TIL that in 2004, Forbes named J.K. Rowling the first person to become a billionaire (in US dollars) from writing books. By 2012, she had donated so much money to charity that they had to remove her from the rich list because she was no longer a billionaire.

Let's say you make $10,500.00 a year in a made up country. Anything over $10k is taxed at 20%, so your net income is $8,100.00

If you make $10k or under, you are taxed at 10%.

So really she'd get $9,400 since taxes only apply to that over the bracket. $1,300 more than you claim.

If you donate over $500 to charity, you receive an additional 2.5% tax break.

Which is ridiculous and no country does this.

$8,100.00 vs $9,260.00

Neither figure here is right. At the 10% < $10k, 20% > $10k she'd earn $9,400 no $8,100 and $10,000 - 7.5% is $9,250 not $9,260.

As great as charity donations sound, they are not always in good faith.

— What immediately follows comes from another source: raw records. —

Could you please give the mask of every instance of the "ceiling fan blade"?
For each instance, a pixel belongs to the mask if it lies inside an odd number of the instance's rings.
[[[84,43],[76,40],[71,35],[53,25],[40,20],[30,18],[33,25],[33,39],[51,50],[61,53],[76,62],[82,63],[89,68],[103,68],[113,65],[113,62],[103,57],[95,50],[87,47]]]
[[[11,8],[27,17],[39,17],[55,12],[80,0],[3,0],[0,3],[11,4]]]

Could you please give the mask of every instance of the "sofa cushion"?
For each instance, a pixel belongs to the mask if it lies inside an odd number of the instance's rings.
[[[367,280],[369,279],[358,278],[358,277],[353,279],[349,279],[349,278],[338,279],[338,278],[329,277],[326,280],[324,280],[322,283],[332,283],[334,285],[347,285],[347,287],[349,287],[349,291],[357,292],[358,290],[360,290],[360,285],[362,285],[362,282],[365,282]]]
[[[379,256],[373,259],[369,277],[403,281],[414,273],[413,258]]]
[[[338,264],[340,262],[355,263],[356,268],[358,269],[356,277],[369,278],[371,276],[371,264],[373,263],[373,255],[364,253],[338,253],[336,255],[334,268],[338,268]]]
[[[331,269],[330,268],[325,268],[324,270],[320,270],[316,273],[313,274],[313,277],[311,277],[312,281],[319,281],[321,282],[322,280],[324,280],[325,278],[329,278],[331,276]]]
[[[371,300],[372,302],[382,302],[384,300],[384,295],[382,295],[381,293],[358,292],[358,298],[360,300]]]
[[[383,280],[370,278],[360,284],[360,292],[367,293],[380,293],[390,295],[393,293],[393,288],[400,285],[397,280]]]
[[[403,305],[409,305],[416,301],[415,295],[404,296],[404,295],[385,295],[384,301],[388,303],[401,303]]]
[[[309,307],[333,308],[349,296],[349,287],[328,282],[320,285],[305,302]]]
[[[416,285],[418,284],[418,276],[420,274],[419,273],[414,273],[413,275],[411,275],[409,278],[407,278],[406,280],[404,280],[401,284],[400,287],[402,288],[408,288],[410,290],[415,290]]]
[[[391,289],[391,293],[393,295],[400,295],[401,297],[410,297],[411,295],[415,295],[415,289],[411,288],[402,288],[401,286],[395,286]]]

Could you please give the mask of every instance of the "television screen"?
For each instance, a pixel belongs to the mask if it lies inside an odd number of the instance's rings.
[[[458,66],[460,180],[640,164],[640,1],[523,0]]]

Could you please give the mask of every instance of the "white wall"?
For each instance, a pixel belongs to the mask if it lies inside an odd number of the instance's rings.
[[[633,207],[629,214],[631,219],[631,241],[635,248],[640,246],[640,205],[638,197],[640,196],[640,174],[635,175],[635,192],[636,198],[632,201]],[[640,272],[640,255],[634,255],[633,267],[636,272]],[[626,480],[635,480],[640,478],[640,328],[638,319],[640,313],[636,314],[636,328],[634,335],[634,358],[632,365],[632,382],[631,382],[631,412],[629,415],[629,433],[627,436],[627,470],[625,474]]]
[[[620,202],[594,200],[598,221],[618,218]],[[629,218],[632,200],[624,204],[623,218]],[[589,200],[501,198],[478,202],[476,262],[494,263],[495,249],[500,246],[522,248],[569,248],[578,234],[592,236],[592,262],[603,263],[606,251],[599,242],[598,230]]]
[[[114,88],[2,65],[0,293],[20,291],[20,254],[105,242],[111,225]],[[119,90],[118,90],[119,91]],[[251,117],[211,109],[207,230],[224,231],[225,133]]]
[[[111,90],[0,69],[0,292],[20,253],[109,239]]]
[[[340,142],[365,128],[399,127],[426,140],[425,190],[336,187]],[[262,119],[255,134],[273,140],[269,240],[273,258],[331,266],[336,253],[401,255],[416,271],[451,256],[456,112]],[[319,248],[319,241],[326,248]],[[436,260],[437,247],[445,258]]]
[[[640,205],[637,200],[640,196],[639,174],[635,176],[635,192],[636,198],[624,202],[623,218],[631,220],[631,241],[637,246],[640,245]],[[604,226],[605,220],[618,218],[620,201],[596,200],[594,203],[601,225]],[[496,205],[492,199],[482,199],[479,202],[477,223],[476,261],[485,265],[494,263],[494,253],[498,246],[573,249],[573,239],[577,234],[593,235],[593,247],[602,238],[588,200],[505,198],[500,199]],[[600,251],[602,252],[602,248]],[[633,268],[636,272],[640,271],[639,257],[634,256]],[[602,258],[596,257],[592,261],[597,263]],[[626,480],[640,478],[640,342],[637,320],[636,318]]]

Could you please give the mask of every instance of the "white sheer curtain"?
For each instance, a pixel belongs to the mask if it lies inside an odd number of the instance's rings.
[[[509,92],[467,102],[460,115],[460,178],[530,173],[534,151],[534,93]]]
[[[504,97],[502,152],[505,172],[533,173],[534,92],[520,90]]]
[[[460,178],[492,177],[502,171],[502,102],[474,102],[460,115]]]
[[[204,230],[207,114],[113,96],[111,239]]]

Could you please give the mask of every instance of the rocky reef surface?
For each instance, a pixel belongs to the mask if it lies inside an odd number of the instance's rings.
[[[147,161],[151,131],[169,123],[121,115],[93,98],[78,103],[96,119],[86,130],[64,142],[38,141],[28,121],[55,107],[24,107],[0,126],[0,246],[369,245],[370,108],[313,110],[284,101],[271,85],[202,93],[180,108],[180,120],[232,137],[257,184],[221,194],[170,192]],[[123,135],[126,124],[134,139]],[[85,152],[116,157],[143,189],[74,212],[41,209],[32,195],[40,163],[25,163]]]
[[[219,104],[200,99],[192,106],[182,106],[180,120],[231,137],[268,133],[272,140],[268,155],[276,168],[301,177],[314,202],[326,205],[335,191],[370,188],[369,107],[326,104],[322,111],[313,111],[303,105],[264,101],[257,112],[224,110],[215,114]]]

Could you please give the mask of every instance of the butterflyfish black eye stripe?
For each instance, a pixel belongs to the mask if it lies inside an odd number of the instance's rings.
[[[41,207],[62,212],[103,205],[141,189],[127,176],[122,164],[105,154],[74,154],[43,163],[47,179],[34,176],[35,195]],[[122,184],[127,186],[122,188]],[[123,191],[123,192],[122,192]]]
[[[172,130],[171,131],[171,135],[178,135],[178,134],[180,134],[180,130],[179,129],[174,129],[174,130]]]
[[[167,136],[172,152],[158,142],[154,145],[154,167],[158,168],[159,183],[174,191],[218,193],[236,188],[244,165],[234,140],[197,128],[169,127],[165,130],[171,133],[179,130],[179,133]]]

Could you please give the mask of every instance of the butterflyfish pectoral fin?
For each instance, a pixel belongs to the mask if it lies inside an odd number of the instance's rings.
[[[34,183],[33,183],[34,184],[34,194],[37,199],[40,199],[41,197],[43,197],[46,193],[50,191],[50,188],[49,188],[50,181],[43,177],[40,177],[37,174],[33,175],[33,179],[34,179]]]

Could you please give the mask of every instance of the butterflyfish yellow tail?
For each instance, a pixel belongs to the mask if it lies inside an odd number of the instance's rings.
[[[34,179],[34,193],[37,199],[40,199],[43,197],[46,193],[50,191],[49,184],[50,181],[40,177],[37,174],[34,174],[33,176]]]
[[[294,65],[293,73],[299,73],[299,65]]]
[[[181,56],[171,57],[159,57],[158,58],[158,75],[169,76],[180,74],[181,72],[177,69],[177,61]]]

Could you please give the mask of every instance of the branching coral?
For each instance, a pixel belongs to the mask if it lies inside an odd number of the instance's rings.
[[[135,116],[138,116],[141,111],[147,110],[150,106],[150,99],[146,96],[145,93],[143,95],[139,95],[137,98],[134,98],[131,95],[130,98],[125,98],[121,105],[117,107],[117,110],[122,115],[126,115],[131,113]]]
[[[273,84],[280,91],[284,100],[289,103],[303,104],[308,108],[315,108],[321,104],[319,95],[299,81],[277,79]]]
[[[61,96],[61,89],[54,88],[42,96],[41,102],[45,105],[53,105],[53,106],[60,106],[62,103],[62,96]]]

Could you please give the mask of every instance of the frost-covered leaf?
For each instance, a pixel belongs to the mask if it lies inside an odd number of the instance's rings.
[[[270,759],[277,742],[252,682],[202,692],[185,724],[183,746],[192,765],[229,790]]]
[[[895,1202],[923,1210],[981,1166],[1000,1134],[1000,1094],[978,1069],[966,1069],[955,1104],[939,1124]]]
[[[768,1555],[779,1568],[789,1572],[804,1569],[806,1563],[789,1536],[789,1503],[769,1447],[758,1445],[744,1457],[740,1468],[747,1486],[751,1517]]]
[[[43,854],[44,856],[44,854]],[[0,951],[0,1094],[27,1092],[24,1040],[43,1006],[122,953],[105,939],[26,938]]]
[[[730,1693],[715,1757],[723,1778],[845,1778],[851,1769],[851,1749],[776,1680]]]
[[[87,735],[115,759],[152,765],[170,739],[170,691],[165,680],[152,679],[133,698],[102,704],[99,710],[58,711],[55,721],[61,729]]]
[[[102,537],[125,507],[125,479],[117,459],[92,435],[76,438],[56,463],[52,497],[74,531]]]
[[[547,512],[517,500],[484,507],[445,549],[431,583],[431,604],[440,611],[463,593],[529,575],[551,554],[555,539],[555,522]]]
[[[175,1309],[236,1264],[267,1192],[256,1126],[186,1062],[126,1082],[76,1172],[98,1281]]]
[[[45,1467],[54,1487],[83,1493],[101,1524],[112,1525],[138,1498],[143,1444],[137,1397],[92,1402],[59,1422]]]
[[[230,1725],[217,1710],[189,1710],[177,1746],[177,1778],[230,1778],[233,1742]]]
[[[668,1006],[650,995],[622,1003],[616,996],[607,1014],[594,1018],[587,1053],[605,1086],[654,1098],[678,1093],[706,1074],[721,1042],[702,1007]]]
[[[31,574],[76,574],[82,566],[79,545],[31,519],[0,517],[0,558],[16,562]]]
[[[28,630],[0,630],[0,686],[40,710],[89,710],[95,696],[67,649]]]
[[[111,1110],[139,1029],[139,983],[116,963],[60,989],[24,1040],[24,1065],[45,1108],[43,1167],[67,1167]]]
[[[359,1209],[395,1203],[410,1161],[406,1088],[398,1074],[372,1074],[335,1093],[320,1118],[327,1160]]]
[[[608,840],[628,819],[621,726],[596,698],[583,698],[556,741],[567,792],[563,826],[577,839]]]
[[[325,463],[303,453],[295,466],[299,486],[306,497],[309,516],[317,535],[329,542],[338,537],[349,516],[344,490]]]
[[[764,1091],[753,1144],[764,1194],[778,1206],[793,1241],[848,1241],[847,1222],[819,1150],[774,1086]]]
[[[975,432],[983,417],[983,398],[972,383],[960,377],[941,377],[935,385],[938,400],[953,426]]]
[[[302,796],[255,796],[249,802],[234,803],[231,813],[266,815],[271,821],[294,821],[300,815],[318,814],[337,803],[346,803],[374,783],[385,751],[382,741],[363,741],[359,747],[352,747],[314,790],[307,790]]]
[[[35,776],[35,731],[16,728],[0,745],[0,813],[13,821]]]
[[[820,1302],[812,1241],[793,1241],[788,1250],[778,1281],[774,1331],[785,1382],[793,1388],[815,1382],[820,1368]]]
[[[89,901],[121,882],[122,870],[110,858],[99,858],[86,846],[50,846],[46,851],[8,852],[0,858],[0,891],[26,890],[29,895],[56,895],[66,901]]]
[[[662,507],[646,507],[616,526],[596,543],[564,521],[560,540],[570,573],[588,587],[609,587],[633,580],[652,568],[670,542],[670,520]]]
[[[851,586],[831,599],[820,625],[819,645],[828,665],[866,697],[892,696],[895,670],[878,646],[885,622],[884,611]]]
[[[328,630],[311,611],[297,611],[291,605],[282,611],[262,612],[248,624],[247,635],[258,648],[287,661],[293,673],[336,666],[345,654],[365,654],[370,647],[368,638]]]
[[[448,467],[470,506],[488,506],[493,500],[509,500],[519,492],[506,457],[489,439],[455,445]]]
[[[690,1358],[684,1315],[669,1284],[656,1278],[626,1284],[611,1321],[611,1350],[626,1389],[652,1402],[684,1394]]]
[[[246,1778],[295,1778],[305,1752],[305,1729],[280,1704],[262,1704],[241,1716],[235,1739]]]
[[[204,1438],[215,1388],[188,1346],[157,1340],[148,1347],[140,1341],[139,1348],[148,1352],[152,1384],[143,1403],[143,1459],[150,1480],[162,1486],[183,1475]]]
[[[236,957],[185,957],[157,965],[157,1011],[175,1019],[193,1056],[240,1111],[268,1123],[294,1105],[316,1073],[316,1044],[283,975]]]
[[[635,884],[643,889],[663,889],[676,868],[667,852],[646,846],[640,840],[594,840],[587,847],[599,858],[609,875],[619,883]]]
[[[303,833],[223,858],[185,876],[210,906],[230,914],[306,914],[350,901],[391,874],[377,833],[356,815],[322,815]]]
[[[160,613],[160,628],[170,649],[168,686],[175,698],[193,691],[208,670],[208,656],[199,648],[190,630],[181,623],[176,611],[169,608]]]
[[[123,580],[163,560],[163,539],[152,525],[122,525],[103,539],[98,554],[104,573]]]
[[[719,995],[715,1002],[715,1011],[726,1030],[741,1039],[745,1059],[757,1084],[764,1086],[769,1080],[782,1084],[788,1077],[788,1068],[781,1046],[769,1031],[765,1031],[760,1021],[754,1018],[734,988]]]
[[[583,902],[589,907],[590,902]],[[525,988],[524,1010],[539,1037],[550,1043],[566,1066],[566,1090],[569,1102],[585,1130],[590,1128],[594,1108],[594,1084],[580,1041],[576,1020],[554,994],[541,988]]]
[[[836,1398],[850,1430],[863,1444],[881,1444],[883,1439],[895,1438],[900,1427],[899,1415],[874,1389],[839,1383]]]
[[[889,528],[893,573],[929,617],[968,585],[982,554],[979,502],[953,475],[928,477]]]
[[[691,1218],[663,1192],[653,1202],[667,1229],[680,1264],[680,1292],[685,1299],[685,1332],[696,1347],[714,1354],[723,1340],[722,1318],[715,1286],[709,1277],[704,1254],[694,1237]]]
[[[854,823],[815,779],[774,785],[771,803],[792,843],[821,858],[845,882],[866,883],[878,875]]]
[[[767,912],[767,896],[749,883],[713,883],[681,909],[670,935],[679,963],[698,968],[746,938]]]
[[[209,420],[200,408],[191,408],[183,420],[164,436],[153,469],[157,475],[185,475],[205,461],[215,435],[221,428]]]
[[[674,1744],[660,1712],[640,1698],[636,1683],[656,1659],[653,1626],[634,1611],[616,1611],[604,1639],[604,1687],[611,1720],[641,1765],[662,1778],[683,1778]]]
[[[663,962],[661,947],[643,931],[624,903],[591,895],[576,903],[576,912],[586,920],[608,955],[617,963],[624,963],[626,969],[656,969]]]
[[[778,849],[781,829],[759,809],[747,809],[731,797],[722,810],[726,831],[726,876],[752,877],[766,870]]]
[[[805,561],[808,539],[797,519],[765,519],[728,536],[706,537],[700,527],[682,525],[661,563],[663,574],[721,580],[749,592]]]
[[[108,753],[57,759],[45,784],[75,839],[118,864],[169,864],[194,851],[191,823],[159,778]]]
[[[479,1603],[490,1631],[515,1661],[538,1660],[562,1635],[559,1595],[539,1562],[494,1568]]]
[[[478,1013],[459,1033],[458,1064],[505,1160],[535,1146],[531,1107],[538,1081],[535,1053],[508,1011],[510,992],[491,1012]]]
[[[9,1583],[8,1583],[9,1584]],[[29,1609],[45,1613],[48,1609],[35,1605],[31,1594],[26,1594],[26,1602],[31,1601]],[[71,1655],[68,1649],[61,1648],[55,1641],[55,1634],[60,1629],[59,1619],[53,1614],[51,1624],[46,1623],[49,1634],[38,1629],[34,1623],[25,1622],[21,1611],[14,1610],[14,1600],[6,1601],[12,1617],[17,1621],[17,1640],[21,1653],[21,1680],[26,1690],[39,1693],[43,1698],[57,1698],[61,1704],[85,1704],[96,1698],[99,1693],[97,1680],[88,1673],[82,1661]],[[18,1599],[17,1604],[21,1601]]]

True, but not for any of the bad maths you've demonstrated. The major problems with donations is when someone donates something valued more than it's true value in order to offload something for a larger tax writeoff than it's true value(normally done with art: buy a piece of artwork for $5,000 get it valued at $50,000 and donate it for a $10,000 tax writeoff netting you $5,000 in profit; or items that don't hold their value, buying something now, enjoying it for 10 years, then donating it claiming it's original purchase value as it's value but really if you sold it you'd only get a fraction of that, the tax writeoff is then worth more than you'd get selling it).